Think about it, old buddy. Who knows more than you about the history of this
outfit?”
Wasn’t it
a certainty by now? In a minute or two Vogel was going to invite him to run his
recruiting beano. Wasn’t planning and running events one of his
specialties? It would be worth a few
grand. And, as well as that, he’d get a foot back in the door at Focus. Why
didn’t Vogel just come out with it and pop the question?
“Ok, Burt,
tell me what you want me to do?”
Vogel was
talking faster. “You were here for nearly 30 years, and you’re a good judge of
character. I bet you could put together a list of workmates as long as your
arm,” he said, “and what I’d really like is a list like that, underlining the
names of the ones you personally think were hot operators, real pro’s. Would
you do that for me?”
Was this
all? Just making a measly list of names of former employees to ask to a damn
party? Couldn’t he have asked for this in a five-minute phone call, instead of
dragging him all the way into New York?
He wanted
to say ‘No! Stick it, I owe you nothing. Find some other poor stiff you’ve
unloaded a few days after his sixty-fifth birthday.’
But he
didn’t. He said, “Glad to,” and hated himself for it.
“Jeez,
you're a real pal,” Vogel said, “I knew you’d do it!” Then he added, “When would be a good time of
the year to do it?”
“To do
what?”
“The
party, of course.”
“Let me
think about that,” Frank said.
Vogel’s
secretary stood in the doorway and caught her boss’s eye.
“What's
up, Suze?” Vogel asked.
Suzanne
made a barely perceptible hitch of her head that said, ‘can we talk?’
Vogel
excused himself and joined her in the doorway. A whispered conversation
followed, at the end of which Frank distinctly heard Vogel say "No
problem, tell ‘em I'll be there.”
Vogel sat
down again.
“Shit!
Gotta problem, Frankie . . . client in real trouble . . . wants me right now in
his office on Fifth. Some kind of flap at the FDA.”
He patted
Frank’s knee again. “I’m real sorry, I hoped we could have a good lunch at
Giovanni’s. Just you and me together, so we could catch up a bit.”
He snapped
his fingers. “Hey, tell you what, let's do lunch some other time. Give Suze a
call and she'll fix it up. Ok?”
Vogel was
pulling on his raincoat and heading for the door, calling instructions to
Suzanne. His mind was clearly somewhere else.
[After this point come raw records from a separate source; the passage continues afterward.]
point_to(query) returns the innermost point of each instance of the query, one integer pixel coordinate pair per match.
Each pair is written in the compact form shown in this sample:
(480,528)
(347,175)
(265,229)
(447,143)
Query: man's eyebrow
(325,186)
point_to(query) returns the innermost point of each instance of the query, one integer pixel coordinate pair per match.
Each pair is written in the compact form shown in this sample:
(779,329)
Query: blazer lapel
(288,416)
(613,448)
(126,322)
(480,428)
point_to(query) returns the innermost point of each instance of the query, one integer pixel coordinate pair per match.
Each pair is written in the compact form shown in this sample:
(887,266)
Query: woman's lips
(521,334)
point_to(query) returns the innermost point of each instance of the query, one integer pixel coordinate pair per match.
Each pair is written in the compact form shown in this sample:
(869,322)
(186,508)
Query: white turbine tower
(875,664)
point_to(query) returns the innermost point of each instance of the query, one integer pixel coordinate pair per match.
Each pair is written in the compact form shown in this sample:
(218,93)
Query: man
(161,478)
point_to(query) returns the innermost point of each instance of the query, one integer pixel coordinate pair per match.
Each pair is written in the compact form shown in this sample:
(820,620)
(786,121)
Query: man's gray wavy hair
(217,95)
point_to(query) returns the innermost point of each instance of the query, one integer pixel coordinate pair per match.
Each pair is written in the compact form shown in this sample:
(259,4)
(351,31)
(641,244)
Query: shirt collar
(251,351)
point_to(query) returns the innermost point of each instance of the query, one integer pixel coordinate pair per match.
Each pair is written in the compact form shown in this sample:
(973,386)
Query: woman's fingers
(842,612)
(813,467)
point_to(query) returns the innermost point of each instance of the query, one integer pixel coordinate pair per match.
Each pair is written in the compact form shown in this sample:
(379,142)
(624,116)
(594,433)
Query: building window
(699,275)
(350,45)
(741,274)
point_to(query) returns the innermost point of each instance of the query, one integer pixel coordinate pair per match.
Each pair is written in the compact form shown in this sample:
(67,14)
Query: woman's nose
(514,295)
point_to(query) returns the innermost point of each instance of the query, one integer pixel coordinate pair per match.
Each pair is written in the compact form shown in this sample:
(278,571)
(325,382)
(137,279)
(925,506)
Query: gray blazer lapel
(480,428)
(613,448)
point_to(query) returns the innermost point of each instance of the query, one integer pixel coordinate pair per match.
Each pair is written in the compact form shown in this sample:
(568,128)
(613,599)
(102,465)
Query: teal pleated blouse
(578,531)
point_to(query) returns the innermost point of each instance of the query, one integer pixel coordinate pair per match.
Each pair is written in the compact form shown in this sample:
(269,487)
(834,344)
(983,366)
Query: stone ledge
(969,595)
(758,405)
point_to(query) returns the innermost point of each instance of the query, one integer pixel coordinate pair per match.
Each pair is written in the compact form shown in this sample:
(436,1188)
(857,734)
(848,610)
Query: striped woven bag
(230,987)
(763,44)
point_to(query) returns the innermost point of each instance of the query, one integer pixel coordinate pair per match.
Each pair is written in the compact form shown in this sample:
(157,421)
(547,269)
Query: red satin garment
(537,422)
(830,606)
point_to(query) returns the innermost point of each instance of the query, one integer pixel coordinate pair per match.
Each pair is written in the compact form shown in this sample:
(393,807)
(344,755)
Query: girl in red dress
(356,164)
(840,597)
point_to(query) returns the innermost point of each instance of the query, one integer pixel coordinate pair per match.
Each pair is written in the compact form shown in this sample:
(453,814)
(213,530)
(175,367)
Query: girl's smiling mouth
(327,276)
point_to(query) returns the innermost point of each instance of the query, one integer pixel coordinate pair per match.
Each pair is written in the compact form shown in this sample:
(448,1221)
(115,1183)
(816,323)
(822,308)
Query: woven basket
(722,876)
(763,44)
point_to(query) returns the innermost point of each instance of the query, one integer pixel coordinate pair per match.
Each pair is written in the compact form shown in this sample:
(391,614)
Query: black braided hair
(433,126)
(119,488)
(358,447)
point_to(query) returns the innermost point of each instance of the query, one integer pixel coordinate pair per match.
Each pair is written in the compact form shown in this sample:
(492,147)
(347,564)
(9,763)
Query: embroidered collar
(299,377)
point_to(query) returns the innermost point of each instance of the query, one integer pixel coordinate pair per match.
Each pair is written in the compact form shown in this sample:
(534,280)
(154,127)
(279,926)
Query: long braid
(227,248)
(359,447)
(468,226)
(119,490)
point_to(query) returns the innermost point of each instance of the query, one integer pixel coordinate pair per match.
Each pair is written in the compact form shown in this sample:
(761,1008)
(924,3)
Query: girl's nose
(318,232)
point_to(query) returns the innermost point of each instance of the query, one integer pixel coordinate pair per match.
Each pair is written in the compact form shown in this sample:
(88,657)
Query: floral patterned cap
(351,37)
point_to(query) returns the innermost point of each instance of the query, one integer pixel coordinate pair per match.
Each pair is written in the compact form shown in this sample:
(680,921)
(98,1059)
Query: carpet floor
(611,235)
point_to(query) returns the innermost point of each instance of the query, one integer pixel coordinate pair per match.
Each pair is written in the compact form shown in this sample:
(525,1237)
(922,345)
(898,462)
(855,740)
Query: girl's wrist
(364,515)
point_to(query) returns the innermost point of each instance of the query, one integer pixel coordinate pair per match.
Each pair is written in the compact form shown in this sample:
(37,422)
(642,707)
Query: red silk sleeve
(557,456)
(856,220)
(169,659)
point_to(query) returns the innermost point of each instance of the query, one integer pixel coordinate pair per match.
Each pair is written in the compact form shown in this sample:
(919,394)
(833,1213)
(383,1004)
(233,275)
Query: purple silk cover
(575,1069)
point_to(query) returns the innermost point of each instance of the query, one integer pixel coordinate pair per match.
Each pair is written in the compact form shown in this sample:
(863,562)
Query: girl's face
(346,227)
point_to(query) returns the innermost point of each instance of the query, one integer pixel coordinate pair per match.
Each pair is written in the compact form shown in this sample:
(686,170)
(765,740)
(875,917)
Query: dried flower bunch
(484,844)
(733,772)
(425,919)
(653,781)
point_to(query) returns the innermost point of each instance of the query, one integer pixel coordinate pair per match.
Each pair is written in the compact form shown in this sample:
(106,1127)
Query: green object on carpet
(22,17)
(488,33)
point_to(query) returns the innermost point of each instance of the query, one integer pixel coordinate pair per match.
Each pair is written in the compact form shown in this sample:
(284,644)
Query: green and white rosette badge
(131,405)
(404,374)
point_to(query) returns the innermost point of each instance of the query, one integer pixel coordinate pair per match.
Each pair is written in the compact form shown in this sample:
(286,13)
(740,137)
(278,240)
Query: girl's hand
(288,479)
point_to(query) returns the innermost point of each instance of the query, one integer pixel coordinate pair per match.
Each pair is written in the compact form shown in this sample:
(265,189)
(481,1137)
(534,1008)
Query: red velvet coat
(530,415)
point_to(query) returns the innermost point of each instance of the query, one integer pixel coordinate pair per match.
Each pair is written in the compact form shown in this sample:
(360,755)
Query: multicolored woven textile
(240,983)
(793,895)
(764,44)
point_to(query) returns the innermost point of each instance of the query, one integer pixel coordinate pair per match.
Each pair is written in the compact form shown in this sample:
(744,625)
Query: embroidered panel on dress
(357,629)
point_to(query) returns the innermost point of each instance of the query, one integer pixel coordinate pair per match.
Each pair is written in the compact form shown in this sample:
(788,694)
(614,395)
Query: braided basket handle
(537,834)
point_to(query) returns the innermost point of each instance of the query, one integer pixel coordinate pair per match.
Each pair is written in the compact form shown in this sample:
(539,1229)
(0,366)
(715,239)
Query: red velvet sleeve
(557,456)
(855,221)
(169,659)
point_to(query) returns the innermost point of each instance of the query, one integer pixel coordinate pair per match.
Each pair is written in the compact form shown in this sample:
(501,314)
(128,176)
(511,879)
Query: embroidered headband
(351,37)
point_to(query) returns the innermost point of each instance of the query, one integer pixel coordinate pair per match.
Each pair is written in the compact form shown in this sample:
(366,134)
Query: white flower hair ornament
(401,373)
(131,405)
Seconds later he was gone,
leaving Frank stunned, standing in the middle of the room.
He didn’t
fix the lunch date with Suzanne, who was all over him with apologies. Instead
he nodded a friendly enough goodbye and sat down for a minute or two in the
reception area, where the nice young woman had gone to lunch and been replaced
by someone else. He had to admit it; he’d been a ninny. It was all a big
mistake. His wife had been right about Vogel, he was a user and a jerk, and of
course Frank had always known that stuff about free lunches.
But what
to do now? He weighed his options. The
first was to have a bite at Grand Central and go home to face a battery of
monologues peppered with sneery questions like ‘well, what did I tell you?’ –
or ‘why don’t you listen to me?’ But when the second option slipped into his
mind he couldn’t suppress a little chuckle, though the stand-in receptionist
didn’t seem to notice. He’d play hooky – have a few hours on the loose in
Manhattan! There might be no free lunches but there were certainly free
afternoons. Hell, he was retired wasn’t he? He’d go to a movie at two o’clock
in the afternoon – take in one of the great independent pictures they never
showed at their glitzy, plastic MovieMax at home.
Frank
opened his newspaper and searched the listings in the Arts section. This was
going to be fun! He’d buy himself a damn great bag of popcorn drenched in
butter without her nagging him about cholesterol. Why hadn’t he treated himself
to a day in the city before, letting his hair down, meeting old pals? A whole
new way of life was opening up to him.
Sure, he’d
dredge up some names of former colleagues for Vogel’s dumb list. But it would
also be a great way to start checking out a list of long lost buddies.
With his
umbrella ready, he pushed through the glass doors onto 40th Street,
but when he stood on the sidewalk he peered up into the afternoon sky.
The clouds
were clearing, and the sun was coming out.